リスクテイクせずして、変革や改革は成立しない

私はリスクテイクする人と馬が合う。


これは必ずしも、創業社長として経営者をやっているからではない。子供の頃から今も変わらないが、好奇心は人一倍強いほうだ。 


どうも、最近、私の先輩方と接していると、これは一生変わらないと確信が持てる。

だから、安心してこのまま過ごしたいと思っている。

一方で、リスクマネジメントという仕事もやっている。これは私の場合、リスクテイクするなかで様々な失敗をする中で会得してきたつもりである。


余りにも有名な言葉がある。

石橋をたたき過ぎて割ってしまう。つまり、リスクコントロールが過ぎるあまり、結局は、リスクテイクをやめてしまうという意味合いでもある。


今の日本は新興国などに比べると、総じてリスクテイクができない国だ。

古今東西、洋の西洋・・問わず、成功をおさめ栄華を極めると人間は守りに入る。一旦守りに入ると、なかなか攻めに力を入れることは難しい。


日本の戦後の歴史に当てはめても、このことは容易にわかる。

リスクテイクしかなかった日本。

戦後復興を遂げて経済面と物質面では突出した成功を収めた。ところが、もう30年近く改革が遅々として進まない。ある意味、どんどん新興国にも抜かれつつある。
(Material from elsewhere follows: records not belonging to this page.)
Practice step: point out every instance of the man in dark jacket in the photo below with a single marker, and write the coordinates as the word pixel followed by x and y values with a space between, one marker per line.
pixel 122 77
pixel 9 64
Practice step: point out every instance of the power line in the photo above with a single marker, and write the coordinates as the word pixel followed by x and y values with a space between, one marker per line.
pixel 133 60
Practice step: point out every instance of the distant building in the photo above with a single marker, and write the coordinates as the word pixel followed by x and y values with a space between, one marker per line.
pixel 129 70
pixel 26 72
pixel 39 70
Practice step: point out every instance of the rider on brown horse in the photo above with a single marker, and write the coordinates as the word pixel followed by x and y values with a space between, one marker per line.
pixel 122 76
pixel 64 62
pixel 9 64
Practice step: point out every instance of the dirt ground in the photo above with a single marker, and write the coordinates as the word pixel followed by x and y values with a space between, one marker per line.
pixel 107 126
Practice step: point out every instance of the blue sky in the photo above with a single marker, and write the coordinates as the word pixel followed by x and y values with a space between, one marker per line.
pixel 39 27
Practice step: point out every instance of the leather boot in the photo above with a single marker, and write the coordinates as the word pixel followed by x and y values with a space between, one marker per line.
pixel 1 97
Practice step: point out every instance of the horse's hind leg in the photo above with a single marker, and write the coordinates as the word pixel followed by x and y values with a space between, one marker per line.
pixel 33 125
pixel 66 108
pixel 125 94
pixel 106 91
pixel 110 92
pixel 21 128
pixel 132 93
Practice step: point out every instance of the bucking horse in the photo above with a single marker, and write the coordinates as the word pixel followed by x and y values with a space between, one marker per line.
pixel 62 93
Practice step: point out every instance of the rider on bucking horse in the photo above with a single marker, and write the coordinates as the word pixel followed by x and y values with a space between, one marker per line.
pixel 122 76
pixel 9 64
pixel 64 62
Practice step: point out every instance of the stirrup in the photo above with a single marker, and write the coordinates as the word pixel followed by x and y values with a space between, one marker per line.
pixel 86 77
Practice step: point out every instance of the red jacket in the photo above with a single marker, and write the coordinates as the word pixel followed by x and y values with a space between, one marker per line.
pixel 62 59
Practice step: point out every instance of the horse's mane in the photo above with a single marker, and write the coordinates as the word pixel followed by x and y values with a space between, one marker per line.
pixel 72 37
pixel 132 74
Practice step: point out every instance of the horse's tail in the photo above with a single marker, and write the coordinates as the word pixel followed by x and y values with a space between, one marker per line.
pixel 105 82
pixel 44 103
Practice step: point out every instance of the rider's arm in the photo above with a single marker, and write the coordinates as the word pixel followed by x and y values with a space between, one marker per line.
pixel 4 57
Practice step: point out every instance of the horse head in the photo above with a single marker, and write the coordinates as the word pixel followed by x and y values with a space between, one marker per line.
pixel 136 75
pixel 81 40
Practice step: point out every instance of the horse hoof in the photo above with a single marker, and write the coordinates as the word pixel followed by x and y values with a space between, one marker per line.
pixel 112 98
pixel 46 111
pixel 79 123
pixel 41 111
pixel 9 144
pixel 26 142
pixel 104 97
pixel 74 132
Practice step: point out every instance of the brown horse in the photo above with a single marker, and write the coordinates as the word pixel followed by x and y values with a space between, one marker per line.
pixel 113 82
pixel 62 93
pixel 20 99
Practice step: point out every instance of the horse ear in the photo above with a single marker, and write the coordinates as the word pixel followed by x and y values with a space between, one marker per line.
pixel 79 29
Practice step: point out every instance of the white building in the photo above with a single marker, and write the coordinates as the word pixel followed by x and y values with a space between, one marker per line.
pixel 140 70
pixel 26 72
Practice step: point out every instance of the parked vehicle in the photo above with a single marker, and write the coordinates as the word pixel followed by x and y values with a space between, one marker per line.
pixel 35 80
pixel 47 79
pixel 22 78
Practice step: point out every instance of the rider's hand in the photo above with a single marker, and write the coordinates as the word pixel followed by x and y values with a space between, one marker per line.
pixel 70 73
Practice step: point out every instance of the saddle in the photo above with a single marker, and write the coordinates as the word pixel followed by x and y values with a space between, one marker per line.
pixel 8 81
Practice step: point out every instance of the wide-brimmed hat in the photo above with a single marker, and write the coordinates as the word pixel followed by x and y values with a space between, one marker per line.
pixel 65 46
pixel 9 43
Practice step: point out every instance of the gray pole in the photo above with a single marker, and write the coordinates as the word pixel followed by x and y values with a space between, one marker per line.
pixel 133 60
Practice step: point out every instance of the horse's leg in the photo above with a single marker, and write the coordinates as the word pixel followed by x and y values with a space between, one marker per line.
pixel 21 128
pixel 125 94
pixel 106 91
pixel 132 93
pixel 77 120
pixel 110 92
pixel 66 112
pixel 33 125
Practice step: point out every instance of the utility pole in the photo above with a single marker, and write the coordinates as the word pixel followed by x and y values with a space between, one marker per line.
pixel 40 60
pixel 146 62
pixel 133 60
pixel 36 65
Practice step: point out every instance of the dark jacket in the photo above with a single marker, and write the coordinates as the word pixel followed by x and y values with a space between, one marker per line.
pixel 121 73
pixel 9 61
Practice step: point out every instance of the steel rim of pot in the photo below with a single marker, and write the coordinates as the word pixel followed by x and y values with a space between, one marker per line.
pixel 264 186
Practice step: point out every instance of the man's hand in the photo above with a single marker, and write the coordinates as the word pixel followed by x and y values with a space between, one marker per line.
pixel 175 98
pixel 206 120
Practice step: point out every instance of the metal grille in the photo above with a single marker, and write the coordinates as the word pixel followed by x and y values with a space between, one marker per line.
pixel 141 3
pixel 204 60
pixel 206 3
私は日本人として失望している訳ではない。どこかで転換期が来るはずで、それはコロナ禍で前倒しされたと思っているが、そろそろだと確信している。

その根拠の一つは新興国の動きだ。

すでに数多くの革新的な変化が連続的に生まれている。江戸時代の開国ではないが、やはり外からの影響は大きい、今の日本は少なからず新興国と深いつながりがある。

そいう意味でも改革へ向けての良い刺激が得られることと思う。


もう一つはコロナ禍で、ピンチはチャンスなりという機運が確実に高まっていることである。いずれにしても他人ごとではなくこういう最大のチャンスに積極的なリスクテイクしていたいと思う。


主に金融の世界で、リスクアペタイトという言葉がある。アペタイトは食欲というような意味で、リスクをとることに貪欲であるという風に私は理解している。冒頭で書いた好奇心と近い。


このアペタイトがない人に、リスクテイクを期待しても期待外れに終わる。

リスクテイクできる人は、どちらに力点を置くかと時間配分の問題だけで、やる気になればリスクコントロールは出来る。自分でするか誰かに委託するかである。


世の中にリスクテイクだけで前進できる人はいない。なぜならばリスクコントロールもセットでしないと、100%失敗に終わるからだ。


一方で、リスクコントロールが得意な人をリスクテイク側に向けるのはとても困難だ。

そもそも、リスクテイクに向いていれば、よっぽどでない限り、リスクコントロールの仕事には従事しない。


大企業などが典型であるが、そもそも大企業はリスクテイクをめったにしない。

諸々の理由があるが、今の日本の大企業は総じてリスクコントロールの典型だ。


言い換えれば攻めと守りの守り重視だ。

サッカーで攻めずに徹底防御の戦法だ。仮に勝利したとしても観客からは喜ばれないし進化もない。

中小企業も戦後はリスクテイクの塊で発展してきたが、今は様々な問題で保守的である。


そして、結果どうなるかというと、日本は総じてリスクコントロール、つまり守りができる人ばかりになってしまった。

そして、ローリスクハイリターンかローリスクミドルリターンを目指す。

さみしい話である。


私の願望としては、全世代でリスクテイクできる人が増えてほしいが、現実的ではないのでやはり、新興国の起業家にも期待したいと思う。ハングリー精神と貧困がベースの彼らと伍すことで日本も覚醒するのではと思っている。

何度考えてもここに結論が行きつく日々である。